この案に、エリンシア王女は諸手を上げて賛成した。
「だがデイン軍に港を抑えられてもマズい。俺たちの行動が読まれているとも思えないが、時間は無駄にしたくない」
「し、しかしミスラ様。私は――」
「ああ、落ち着いてくださいエリンシア王女。別に反対とは言っていません。団長、単独で動く許可を下さい。先行して港に行き、船の手配をしておきます」
俺の提案に団長はしばし黙考するも、すぐに答えを出した。
「……おまえなら大丈夫か。では頼む」
「了解、では行ってきます」
「ならオレも行こう。船の手配は、オレがいないとちょっと面倒でね」
「そうなのか? ではよろしく頼む」
「あいあい、じゃあしばらくは2人旅だな」
こうして、俺とライは先行して港を目指すことになった。
「なぁ、ミスラさんよ」
「なんだ?」
短い付き合いだが、ライはなかなか話好きのようだ。ベオクに対しても嫌悪感を持っていないように思える。
「あんたもラグズに対して偏見がないよな。ラグズの友人でもいたのか?」
「いや、今まではいなかったな。だが今は2人いる。モゥディとレテがな」
「ふはっ、モゥディはともかく、レテは間違いなくあんたを友人だとは思ってねーよ」
「そりゃ残念だ。レテは美人だからな。お近づきになりたいと思ってたんだが」
「くくっ、アイクも面白いヤツだが、あんたも負けずと面白いな」
そんな他愛もない話を挟みながら、俺たちはクリミア最西の港町、トハに到着した。
「……しかしまあ、めちゃくちゃ怪しそうな風体だな」
「言うなよ。こうでもしなけりゃオレは町には入れねぇからな」
「すまんな。クリミア王がもっとガリアとの友好関係を大々的に広めていればよかったんだが」
「あんたが謝ることでもねーだろ」
ライは気にした様子もなく、フードを目深にかぶったまま町へと入って行った。ライはそのまま一直線に港へ向かうと、そこにいた浅黒い肌の男に歩み寄った。
「ナーシル!」
「ライか。随分と早い到着だな」
ライは懐かしげに
「あなたが私のお客さんかな?」
「グレイル傭兵団のミスラです」
「ああ、おおよそのことは聞いているよ。出立の日取りはいつがいい?」
「本隊が着いたら、すぐに船を出せるようにしておいてほしい」
「随分と急ぐんだね。こんな西の果てまでデイン軍が来るとは思えないけど? それに私の船は、ベグニオン帝国の正式な行商許可を受けている。心配は無用だよ」
「そんなものがデイン軍に通用するとは思えない。あいつらはあなたが思うよりずっと横暴ですよ」
「……ふむ」
納得したのか否か、ナーシルは黙り込んだ。
「分かった。人数は変わらず、かい?」
「いや、何人か増えるかもしれない。食料は多めにお願いします」
「了解だ。すぐに手配しよう」
ナーシルがテキパキと船員たちに指示を出す。
「ミスラさん、悪いがオレはここまでだ」
「一緒に来てくれないのか?」
「ああ、デインのやつらがガリアに入り込んだのが気になる。エリンシア姫だけが目的とは思えない。やつら、本気でガリアに侵攻するつもりかもしれない。王と協議したい」
「そうか、道中ありがとな。助かったよ」
そう言って、右手を差し出す。ガリアに握手という作法はなかったのか、ライは一瞬呆けたものの、すぐに俺の手を握り返してくれた。

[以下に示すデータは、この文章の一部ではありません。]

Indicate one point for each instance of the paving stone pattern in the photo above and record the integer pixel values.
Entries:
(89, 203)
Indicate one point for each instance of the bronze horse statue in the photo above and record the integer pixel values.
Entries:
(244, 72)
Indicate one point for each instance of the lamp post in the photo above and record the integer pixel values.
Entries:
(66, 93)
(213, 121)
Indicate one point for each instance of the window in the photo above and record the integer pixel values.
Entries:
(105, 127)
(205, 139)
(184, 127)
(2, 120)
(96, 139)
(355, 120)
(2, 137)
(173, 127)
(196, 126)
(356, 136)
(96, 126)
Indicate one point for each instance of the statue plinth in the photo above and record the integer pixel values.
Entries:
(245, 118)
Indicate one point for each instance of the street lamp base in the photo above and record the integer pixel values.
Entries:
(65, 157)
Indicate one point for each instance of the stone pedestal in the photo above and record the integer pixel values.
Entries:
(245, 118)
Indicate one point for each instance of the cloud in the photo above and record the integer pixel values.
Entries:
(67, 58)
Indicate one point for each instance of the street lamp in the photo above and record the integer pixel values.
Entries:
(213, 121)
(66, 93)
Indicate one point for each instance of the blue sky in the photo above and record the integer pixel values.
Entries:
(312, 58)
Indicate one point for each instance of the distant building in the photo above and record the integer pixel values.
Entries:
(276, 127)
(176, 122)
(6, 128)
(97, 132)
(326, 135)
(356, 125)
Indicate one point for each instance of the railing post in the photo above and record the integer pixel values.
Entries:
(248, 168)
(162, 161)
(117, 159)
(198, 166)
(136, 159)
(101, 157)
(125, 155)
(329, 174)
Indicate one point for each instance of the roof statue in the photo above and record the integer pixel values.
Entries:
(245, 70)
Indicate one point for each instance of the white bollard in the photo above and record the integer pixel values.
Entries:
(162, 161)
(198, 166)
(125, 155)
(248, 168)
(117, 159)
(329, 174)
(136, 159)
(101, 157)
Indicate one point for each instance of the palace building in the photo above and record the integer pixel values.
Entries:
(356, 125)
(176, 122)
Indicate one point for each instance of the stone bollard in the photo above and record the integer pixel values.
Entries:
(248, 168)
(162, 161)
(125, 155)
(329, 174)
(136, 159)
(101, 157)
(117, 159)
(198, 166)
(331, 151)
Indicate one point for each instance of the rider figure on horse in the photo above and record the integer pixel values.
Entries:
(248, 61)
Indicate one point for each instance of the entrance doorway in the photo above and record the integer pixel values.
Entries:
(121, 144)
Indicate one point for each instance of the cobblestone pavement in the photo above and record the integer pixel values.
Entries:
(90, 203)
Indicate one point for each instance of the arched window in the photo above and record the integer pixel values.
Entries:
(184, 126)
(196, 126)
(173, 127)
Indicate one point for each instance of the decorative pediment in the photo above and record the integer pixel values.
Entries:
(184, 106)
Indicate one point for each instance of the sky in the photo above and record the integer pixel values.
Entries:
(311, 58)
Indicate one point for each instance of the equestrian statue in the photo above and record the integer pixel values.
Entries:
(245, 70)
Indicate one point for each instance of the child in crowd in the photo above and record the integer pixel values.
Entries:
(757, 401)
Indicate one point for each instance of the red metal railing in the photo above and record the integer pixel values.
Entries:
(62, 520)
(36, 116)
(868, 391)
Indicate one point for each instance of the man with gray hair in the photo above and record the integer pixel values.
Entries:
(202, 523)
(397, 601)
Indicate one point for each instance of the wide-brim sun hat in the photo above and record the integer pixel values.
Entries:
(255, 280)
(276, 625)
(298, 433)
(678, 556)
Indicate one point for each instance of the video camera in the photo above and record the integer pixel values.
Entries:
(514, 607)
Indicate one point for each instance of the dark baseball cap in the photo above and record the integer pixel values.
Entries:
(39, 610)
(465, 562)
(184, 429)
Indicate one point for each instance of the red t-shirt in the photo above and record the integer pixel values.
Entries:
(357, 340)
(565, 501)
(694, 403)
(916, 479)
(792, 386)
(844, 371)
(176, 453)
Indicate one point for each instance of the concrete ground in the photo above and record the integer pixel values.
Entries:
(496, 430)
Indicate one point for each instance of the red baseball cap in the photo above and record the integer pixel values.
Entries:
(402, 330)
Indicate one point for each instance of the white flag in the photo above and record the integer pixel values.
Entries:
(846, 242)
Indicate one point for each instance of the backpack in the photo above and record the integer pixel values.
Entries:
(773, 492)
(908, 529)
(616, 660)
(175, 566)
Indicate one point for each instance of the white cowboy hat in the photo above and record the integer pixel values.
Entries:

船の手配を終え、ライを見送ってから2日後、団長たちがトハに到着した。
「お待ちしていました団長。新顔が増えたようですね」
「ああ、紹介しようか」
「それは後で。まずは出港しましょう」
「随分と急ぐな。何かあったか?」
団長が眉根を寄せる。
「根拠はありません。胸騒ぎがする、としか」
「……そうか。どの船だ?」
「あちらの、先頭の船です」
「わかった。船長を紹介してくれ。アイク! すぐに港を出る。全員をまとめておけ!」
団長がアイクに指示を飛ばす。その後は団長をナーシルに紹介し、すぐさま港を出た。
ベグニオン帝国へと向けて、長い船旅が始まったのだ。
ツイハーク(の出番)は犠牲になったのだ……。
無理矢理組み込めないこともなかったのですが、これから大きな活躍があるわけでもないので、自然な流れを優先しました。